사전 학습된 다중 모달 비전-언어 모델(VLMs)은 특히 소수 샷 및 제로 샷 설정에서 다운스트림 비전 애플리케이션에서의 뛰어난 성능으로 인해 점점 더 인기를 얻고 있습니다. 그러나 일부 다운스트림 애플리케이션에 대해 최고 성능을 보이는 VLM을 선택하는 것은 데이터셋과 작업에 따라 달라지기 때문에 간단하지 않습니다. 한편, 새로운 애플리케이션에서 사용 가능한 모든 VLM을 철저히 평가하는 것은 시간과 계산 자원이 많이 소모될 뿐만 아니라 평가를 위한 레이블이 지정된 데이터셋을 수집해야 한다는 문제가 있습니다. 오픈소스 VLM 변형의 수가 증가함에 따라, 정제된 평가 데이터셋에 대한 접근 없이도 효율적으로 모델을 선택할 수 있는 전략이 필요합니다. 본 논문은 다운스트림 작업 데이터셋에 접근하지 않고도 VLMs의 제로 샷 성능을 효율적으로 평가하기 위한 새로운 작업과 벤치마크를 제안합니다. 구체적으로, 우리는 LOVM(Language-Only Vision Model Selection)이라는 새로운 작업을 소개합니다. 이 작업에서는 원하는 다운스트림 애플리케이션에 대한 텍스트 설명만을 기반으로 모델 선택과 성능 예측을 수행해야 합니다. 그런 다음, 35개의 사전 학습된 VLMs와 23개의 데이터셋에 대한 실제 평가로 구성된 광범위한 LOVM 벤치마크를 도입했습니다. 이 벤치마크에서는 사전 학습된 VLMs를 순위 매기고 그들의 제로 샷 성능을 예측하는 방법이 요구됩니다.

English

Pre-trained multi-modal vision-language models (VLMs) are becoming increasingly popular due to their exceptional performance on downstream vision applications, particularly in the few- and zero-shot settings.
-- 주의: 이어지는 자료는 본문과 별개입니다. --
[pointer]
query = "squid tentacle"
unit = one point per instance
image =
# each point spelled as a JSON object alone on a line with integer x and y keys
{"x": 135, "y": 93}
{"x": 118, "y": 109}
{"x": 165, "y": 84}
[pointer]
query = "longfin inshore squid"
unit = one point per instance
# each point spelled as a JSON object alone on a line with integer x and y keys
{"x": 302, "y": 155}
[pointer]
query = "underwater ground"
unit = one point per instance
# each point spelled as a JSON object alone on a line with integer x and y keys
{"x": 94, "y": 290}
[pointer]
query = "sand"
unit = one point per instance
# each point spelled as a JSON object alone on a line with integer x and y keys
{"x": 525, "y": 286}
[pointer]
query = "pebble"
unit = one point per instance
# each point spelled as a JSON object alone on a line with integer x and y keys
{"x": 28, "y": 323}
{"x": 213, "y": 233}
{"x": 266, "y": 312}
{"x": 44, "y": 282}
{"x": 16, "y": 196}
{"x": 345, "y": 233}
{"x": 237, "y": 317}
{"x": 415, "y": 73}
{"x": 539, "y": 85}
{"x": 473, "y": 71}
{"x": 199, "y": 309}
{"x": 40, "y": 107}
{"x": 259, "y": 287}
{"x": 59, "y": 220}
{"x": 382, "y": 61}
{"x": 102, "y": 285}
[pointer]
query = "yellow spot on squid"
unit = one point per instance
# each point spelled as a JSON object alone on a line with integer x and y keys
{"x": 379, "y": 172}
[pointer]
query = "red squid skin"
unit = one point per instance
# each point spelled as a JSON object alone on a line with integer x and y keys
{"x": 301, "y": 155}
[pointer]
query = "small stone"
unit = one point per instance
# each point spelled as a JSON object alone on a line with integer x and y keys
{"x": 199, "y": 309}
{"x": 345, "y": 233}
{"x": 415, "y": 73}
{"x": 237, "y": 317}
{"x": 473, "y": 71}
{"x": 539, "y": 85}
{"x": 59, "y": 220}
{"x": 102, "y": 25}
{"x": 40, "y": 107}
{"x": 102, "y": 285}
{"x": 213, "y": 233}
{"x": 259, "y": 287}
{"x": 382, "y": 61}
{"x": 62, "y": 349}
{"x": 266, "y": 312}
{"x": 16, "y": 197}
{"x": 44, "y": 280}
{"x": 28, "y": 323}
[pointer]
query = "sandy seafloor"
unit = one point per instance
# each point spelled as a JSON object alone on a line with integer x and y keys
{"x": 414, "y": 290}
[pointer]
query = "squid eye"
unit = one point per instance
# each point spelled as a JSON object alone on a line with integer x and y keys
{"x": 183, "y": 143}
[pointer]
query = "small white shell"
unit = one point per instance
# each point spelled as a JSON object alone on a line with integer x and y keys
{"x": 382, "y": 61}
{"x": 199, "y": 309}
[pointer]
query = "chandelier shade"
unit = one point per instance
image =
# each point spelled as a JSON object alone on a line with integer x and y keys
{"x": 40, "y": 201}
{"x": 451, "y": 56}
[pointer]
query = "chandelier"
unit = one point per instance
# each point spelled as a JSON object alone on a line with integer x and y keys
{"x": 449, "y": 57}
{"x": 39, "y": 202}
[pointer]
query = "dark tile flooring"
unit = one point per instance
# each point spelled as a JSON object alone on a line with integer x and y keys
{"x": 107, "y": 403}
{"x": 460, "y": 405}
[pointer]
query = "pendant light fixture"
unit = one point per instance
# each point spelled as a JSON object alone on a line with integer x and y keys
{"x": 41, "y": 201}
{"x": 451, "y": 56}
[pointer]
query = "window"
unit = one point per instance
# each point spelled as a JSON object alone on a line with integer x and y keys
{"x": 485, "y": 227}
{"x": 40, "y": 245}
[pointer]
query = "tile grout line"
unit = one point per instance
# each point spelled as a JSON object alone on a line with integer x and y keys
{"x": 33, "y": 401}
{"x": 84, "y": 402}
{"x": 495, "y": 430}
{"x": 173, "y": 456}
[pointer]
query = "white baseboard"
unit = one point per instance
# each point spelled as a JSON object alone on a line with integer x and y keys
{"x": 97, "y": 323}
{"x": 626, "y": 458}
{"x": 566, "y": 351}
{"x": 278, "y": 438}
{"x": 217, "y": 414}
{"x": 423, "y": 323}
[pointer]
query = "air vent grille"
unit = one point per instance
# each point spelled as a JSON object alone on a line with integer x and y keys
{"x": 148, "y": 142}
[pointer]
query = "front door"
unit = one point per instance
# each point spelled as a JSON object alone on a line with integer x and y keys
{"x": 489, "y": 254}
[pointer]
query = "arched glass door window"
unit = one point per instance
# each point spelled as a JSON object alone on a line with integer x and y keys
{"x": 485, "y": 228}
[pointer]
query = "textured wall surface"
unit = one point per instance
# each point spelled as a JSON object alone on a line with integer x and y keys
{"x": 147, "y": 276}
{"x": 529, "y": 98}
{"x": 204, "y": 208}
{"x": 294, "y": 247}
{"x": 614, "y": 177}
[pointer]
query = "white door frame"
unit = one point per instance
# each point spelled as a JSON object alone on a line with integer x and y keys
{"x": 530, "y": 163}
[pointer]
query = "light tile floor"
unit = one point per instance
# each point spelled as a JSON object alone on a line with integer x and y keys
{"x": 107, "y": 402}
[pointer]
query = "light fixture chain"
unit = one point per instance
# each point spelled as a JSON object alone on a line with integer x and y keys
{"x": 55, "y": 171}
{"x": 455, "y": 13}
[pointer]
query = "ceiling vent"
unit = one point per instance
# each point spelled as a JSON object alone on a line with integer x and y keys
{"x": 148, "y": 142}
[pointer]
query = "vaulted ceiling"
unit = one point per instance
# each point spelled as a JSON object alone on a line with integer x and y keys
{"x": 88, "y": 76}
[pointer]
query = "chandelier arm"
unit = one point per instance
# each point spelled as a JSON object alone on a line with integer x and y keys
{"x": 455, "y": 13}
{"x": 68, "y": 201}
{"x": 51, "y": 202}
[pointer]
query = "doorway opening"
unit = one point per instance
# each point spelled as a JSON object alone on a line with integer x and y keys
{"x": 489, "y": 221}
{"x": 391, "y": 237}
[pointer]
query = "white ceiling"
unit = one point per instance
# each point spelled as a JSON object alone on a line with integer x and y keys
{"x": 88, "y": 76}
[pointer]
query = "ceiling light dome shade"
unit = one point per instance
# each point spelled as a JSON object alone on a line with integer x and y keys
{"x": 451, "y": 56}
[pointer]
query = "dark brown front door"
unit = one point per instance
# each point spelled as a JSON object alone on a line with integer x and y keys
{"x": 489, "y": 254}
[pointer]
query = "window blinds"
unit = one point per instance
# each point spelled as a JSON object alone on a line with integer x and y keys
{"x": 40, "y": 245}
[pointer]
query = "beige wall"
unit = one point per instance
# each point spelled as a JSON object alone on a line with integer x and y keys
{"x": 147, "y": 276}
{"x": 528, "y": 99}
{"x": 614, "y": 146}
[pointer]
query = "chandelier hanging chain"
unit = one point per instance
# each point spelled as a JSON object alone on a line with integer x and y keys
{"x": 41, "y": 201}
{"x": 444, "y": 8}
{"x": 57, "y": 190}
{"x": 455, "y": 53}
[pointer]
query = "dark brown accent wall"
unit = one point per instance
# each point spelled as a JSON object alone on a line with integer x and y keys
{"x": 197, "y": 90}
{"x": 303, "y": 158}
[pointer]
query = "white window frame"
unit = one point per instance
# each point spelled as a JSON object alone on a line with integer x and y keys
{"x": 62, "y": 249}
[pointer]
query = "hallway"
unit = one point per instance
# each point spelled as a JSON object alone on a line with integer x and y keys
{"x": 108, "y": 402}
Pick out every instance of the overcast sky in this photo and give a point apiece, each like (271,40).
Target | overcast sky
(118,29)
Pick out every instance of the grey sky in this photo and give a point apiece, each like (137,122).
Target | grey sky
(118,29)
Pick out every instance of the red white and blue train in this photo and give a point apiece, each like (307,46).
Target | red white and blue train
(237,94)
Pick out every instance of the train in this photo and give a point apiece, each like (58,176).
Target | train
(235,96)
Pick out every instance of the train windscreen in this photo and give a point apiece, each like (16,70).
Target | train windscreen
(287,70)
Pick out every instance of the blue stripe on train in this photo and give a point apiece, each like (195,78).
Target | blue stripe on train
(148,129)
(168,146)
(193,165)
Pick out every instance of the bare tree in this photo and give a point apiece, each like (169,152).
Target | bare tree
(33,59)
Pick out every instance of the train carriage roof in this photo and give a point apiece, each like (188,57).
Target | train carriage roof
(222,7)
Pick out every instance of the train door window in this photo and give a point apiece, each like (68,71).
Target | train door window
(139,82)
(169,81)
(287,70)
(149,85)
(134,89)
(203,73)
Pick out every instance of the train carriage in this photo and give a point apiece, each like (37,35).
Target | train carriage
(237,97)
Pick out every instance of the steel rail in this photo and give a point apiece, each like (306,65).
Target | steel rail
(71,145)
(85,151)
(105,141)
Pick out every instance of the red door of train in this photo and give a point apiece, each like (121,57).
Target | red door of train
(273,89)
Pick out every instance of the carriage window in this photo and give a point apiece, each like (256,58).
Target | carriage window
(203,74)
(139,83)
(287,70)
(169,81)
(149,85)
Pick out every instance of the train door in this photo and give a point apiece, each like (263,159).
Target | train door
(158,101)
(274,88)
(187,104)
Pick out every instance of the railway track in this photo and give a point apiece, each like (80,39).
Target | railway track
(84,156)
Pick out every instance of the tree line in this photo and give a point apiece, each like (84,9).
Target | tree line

However, selecting the best-performing VLM for some downstream applications is non-trivial, as it is dataset and task-dependent. Meanwhile, the exhaustive evaluation of all available VLMs on a novel application is not only time and computationally demanding but also necessitates the collection of a labeled dataset for evaluation. As the number of open-source VLM variants increases, there is a need for an efficient model selection strategy that does not require access to a curated evaluation dataset. This paper proposes a novel task and benchmark for efficiently evaluating VLMs' zero-shot performance on downstream applications without access to the downstream task dataset. Specifically, we introduce a new task LOVM: Language-Only Vision Model Selection, where methods are expected to perform both model selection and performance prediction based solely on a text description of the desired downstream application. We then introduced an extensive LOVM benchmark consisting of ground-truth evaluations of 35 pre-trained VLMs and 23 datasets, where methods are expected to rank the pre-trained VLMs and predict their zero-shot performance.